Hello all,
I am using this query to extract products similar to a product in a certain category within a price range and it is taking a lot of time.
**match(p1:Product) ** with p1 limit 5000 match(p1)<-[:HasProduct]-(c:Category)-[:HasProduct]->(p:Product) where tofloat(p.Price)>0.5tofloat(p1.Price) and tofloat(p.Price)<2tofloat(p1.Price) with p1, collect(p)[..3] as products return p1.ProductId, [product in products | product.ProductId] as pid
There are 87000 product nodes and 219 category nodes. With a limit 0f 5000, it is taking around 8 minutes to return.
Hello there,
I haven't added any constraints on my nodes (Probably because I am not very sure about them). Maybe you can help me with the same. I have already showed you my created indexes.
Here is my query for the node and relationship creation with all the labels and their properties.

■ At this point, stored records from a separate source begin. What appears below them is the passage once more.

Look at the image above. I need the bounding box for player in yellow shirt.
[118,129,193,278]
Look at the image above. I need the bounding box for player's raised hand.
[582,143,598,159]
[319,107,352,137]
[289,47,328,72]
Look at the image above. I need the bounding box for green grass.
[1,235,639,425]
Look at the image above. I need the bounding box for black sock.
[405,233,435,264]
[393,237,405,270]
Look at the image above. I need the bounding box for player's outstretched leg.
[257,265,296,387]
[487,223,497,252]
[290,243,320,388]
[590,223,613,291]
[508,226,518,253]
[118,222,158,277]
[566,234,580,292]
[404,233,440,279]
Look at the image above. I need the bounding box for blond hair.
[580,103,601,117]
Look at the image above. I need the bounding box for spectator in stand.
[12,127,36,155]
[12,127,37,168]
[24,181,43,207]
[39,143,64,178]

:auto using periodic commit 5000 load csv with headers from "file:///data.csv" as line merge (s:State{name:line.State}) merge (p:Product{ProductId:line.ProductId,Price:tofloat(line.ProductPrice),ProductName:line.ProductName}) merge (c:Category{Category:line.Category}) merge (cr:CategoryRollUp{CategoryRollUp:line.CategoryRollUp}) merge (cu:Customer{CustomerId:line.CustomerId,Grouping:line.NewGrouping}) merge (cu)-[:InteractsWith{Date:date(line.TransactionDate),Month:line.Month,EventScore:tofloat(line.EventScore),Event:line.Event,Quantity:toInteger(line.QtySold)}]->(p) merge (s)-[:HasUser]->(cu) merge (c)-[:HasProduct]->(p) merge (cr)-[:HasCategory]->(c)
I have tried creating a constraint on the Price property of the Product Label but certainlt that is not unique so it showed me an error.

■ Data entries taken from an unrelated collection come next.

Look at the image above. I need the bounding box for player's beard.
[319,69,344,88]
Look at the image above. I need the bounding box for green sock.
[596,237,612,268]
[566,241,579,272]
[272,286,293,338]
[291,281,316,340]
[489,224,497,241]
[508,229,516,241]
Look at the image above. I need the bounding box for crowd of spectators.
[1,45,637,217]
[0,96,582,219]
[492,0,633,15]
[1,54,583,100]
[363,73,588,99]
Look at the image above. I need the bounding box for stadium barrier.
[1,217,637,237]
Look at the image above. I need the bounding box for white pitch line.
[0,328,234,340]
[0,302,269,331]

Can you guide me in creating contraints for the same?
Hii there, I have created a unique id constraint by following the link you shared after adding a uuid property to the Product node. The code and screen grab for the same is here:
match(p1:Product) SET p1.uuids = apoc.create.uuid() return p1.uuids
I think it's because of your Cypher request, it's doing several Merge at the same time. On my projects, I have at least 2 requests:
one to merge nodes from a batch
one to merge relations from a batch
and I call them several times and I can create thousand of nodes and relations in a few seconds:)

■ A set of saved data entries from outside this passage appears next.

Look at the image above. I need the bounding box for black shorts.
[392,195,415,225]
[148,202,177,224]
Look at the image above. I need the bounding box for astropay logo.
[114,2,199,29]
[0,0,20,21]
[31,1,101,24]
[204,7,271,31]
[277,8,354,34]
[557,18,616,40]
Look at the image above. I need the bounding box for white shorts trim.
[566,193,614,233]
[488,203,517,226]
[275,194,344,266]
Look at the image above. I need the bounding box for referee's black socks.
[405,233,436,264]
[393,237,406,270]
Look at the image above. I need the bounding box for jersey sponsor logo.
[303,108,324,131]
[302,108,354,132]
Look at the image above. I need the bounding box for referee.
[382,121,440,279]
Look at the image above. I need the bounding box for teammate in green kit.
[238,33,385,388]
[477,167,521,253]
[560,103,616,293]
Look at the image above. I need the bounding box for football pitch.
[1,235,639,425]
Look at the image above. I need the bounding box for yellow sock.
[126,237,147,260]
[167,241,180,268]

Do you currently have your data in the same CSV file? So you use a single line to get everything you need, how many times does it take to create all the nodes and relationships?
I have no issue with the node and relationship creation query with that query I am able to make around 100000 nodes and 1.7 million relationships in 9 minutes but I am having issue with the following read type query:
match(p1:Product) with p1 limit 5000 match(p1)<-[:HasProduct]-(c:Category)-[:HasProduct]->(p:Product) where tofloat(p.Price)>0.5 tofloat(p1.Price) and tofloat(p.Price)<2 tofloat(p1.Price) with p1, collect(p)[..3] as products return p1.ProductId, [product in products | product.ProductId] as pid
With only 5000 products it took around 15 minutes to return and there are 87000 unique products
MATCH (p1:Product)<-[:HasProduct]-(c:Category)-[:HasProduct]->(p:Product)
WHERE tofloat(p.Price) > 0.5 * tofloat(p1.Price)
AND tofloat(p.Price) < 2 * tofloat(p1.Price)
WITH p1, collect(p)[..3] AS products
RETURN p1.ProductId, [product in products | product.ProductId] AS pid
I have already set the initial and maximum heap size to 20 and 24GB respectively but still it is not running the query. I have a 7 node cluster on the server each with similar specifications.
I didn't use it at the moment, did you try to create a simple local database to test without Causal Clustering if the same query was taking the same time or not?